Modelling was something she discovered for herself, and I respected the way she went about making it ‘her thing’. She was never self-absorbed. We didn’t have the sort of bathroom in which she could spend hours in front of a mirror. For her, it was all about looking healthy. When she was that age, she used to give me a list of what she’d eaten every day because she did not want to get fat. So I had to sit and listen to what she’d eaten for breakfast, lunch and dinner. It was her own little OCD thing, and I listened patiently because I knew it was part of her ambition to become a model. She wanted to look after herself. I’ve always been a vegetarian or a ‘fishatarian’ – because when I was younger I was obsessed with not eating animals. It was a romantic kind of thing: I gave up meat, then chicken, eggs and fish, and I ended up very sick. The doctor explained that if you’ve grown up eating animal protein, your body continues to need or expect it. But I only ate fish when I carried Reeva in my womb and she was never crazy about meat. I suppose, if your mother is a total vegetarian, you’re just not exposed as much to meat. She certainly had meat now and again. I didn’t try to influence her. She was always going to have her own ideas. As a mother, you have to let them develop their own way. More than anything, she was into fish and cakes. Banana cake was her speciality. She loved baking. Unlike me at her age, she was perfectly capable at cooking and she enjoyed trying out recipes. She wanted to be competent in everything she did.

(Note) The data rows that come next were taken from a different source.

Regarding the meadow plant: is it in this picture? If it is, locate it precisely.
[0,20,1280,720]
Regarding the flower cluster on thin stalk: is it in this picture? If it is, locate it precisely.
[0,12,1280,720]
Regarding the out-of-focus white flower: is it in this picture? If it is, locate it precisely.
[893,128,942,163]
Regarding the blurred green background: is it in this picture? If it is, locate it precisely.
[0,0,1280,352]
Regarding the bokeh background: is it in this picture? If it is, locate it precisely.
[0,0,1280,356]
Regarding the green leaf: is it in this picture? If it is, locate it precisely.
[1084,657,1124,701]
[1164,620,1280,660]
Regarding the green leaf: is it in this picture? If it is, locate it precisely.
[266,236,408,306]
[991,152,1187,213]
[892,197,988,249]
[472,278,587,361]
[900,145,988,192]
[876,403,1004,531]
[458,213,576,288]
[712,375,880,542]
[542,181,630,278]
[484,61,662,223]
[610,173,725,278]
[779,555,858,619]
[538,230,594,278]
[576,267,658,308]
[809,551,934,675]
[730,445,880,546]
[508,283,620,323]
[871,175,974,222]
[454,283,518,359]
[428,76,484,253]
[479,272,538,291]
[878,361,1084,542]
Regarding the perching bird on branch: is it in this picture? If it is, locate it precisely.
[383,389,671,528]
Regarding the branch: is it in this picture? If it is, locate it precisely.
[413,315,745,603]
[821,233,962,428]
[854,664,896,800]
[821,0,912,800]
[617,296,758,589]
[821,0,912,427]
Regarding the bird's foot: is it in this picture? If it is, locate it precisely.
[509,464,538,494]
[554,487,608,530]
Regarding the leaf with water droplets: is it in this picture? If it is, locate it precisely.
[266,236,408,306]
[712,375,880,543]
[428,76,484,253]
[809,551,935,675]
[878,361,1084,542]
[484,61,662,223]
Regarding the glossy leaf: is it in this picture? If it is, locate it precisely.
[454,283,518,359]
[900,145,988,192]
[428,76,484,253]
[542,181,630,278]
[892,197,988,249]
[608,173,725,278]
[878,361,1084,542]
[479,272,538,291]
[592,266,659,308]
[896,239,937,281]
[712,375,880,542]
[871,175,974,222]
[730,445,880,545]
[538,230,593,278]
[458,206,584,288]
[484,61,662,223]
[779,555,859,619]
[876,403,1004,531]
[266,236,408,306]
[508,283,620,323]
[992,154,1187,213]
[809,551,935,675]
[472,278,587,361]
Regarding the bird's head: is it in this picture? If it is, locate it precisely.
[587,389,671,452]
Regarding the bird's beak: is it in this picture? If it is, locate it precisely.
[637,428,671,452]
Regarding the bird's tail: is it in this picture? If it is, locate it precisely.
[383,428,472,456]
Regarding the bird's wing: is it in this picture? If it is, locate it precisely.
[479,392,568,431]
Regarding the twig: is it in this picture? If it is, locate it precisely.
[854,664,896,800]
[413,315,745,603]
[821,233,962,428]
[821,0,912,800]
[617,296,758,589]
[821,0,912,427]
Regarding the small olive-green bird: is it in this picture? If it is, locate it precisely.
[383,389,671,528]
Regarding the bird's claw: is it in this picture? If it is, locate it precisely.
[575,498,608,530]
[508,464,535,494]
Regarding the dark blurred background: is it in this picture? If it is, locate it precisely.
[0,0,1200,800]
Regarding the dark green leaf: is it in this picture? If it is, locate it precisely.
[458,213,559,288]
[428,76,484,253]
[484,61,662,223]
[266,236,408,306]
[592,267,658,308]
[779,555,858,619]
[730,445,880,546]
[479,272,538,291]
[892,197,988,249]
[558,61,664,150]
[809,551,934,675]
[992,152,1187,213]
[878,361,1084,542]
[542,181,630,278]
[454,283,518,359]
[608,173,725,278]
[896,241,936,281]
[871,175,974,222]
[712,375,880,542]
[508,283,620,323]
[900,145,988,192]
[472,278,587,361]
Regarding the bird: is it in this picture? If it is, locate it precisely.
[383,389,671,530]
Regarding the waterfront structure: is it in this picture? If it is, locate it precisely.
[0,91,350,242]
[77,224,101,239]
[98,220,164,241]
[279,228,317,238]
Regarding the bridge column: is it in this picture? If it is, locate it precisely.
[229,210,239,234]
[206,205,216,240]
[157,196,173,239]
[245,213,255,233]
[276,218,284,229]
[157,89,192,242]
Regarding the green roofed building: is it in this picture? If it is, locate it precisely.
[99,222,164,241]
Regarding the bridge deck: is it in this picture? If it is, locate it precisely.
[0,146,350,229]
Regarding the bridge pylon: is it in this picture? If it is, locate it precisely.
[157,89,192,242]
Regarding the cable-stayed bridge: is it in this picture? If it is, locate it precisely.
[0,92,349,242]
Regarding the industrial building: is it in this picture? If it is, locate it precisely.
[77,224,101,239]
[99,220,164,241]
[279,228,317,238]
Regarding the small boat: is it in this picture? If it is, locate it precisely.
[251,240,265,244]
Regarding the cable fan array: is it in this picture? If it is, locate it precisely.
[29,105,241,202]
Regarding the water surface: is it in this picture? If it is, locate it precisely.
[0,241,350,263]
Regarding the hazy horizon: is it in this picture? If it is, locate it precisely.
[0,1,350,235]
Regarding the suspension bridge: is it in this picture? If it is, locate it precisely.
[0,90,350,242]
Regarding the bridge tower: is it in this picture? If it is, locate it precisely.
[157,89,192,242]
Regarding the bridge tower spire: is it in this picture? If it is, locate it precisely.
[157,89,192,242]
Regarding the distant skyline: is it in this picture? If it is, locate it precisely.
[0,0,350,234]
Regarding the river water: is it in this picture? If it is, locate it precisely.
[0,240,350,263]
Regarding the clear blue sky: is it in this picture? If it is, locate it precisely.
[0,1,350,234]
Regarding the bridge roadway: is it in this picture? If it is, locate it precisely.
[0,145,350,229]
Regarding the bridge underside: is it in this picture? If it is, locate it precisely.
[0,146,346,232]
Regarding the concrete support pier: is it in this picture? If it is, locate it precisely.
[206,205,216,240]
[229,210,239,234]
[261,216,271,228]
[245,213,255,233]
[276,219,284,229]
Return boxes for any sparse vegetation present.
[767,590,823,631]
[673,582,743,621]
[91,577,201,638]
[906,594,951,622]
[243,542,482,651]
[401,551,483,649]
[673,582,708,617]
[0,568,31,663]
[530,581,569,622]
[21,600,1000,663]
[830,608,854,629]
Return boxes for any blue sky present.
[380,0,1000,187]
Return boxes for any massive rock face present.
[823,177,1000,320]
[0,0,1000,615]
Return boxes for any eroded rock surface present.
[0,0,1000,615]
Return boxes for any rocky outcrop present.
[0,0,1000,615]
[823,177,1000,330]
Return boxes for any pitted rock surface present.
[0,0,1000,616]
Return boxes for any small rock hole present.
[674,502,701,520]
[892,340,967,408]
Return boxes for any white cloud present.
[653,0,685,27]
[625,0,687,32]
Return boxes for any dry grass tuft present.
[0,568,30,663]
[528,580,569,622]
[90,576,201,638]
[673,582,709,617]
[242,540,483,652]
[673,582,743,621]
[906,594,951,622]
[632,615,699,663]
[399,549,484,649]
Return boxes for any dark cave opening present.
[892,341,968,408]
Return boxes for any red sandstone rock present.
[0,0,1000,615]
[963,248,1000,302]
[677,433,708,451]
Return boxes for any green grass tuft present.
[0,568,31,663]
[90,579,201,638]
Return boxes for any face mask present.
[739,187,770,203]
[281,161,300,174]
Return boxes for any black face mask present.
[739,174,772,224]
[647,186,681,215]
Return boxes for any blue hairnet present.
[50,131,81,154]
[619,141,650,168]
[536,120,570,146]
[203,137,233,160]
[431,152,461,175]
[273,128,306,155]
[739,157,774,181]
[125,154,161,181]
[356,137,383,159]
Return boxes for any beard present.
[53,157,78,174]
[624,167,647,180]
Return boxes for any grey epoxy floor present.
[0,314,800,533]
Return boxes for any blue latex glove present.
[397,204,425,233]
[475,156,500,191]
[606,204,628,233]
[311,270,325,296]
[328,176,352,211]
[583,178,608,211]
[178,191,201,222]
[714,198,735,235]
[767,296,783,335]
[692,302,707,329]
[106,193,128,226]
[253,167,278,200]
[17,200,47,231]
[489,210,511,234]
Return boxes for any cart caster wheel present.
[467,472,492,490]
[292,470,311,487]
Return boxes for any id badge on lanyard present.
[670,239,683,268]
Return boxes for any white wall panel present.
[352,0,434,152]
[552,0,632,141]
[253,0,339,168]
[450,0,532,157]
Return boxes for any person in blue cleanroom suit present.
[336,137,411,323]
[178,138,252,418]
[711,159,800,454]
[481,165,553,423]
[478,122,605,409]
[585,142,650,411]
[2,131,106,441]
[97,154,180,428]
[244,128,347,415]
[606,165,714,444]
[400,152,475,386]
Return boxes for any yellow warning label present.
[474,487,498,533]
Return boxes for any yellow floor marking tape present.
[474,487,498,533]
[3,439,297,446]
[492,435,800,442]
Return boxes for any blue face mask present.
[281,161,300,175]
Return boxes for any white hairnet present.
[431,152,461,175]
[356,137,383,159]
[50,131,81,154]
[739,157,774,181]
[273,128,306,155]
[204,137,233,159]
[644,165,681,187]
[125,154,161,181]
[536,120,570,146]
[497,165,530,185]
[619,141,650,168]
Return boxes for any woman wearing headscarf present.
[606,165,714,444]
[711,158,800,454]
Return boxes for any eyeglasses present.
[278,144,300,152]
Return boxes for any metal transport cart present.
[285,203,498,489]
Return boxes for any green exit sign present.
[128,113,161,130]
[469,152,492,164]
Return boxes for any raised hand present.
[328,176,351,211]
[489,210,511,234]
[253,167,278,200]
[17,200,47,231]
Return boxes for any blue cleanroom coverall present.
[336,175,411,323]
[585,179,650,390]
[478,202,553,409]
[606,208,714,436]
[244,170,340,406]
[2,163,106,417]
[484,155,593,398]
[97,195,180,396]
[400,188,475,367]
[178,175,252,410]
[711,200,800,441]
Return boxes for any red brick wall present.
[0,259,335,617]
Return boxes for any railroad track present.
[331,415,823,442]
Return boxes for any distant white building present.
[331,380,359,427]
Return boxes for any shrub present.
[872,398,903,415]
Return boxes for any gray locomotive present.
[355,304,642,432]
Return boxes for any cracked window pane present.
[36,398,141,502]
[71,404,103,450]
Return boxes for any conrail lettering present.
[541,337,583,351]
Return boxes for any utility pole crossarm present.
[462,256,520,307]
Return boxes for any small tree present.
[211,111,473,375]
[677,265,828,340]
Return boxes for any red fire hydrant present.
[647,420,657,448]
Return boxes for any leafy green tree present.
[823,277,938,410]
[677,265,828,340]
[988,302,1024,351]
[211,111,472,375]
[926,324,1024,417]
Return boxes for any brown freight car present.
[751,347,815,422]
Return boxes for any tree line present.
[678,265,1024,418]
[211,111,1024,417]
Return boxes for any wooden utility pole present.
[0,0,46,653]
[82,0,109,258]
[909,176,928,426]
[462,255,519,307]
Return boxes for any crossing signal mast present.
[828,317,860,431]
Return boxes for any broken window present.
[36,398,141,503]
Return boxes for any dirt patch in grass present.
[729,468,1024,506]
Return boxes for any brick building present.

With the modelling, it wasn’t so much being in the limelight that she enjoyed but the feeling that she was following a path that marked her out as someone who was going to do something special with their life. She wanted to make something of herself. Nobody listens to the bag lady with her trolley full of all her clothes, do they? She wanted to be somebody notable so people would listen to her. There was a tendency, I felt, in some of her early pictures for her to be over made up. She didn’t need make-up. She had strong colouring with her blue eyes, dark hair, freckles and incredibly clear skin. I think she was more beautiful without any make-up. And she had a positive choice of clothing. She always had the handbag, you know. It was in Grade 10 that Mrs Ntlangu became aware she was blossoming. ‘I looked at her one day and noticed how that child is growing and I said, “Reeva, I think you should do modelling. You’ve got a very beautiful face.” When she walked, she had nice upright shoulders. Reeva smiled and said, “Thank you, ma’am” – always so gentle and full of courtesy.’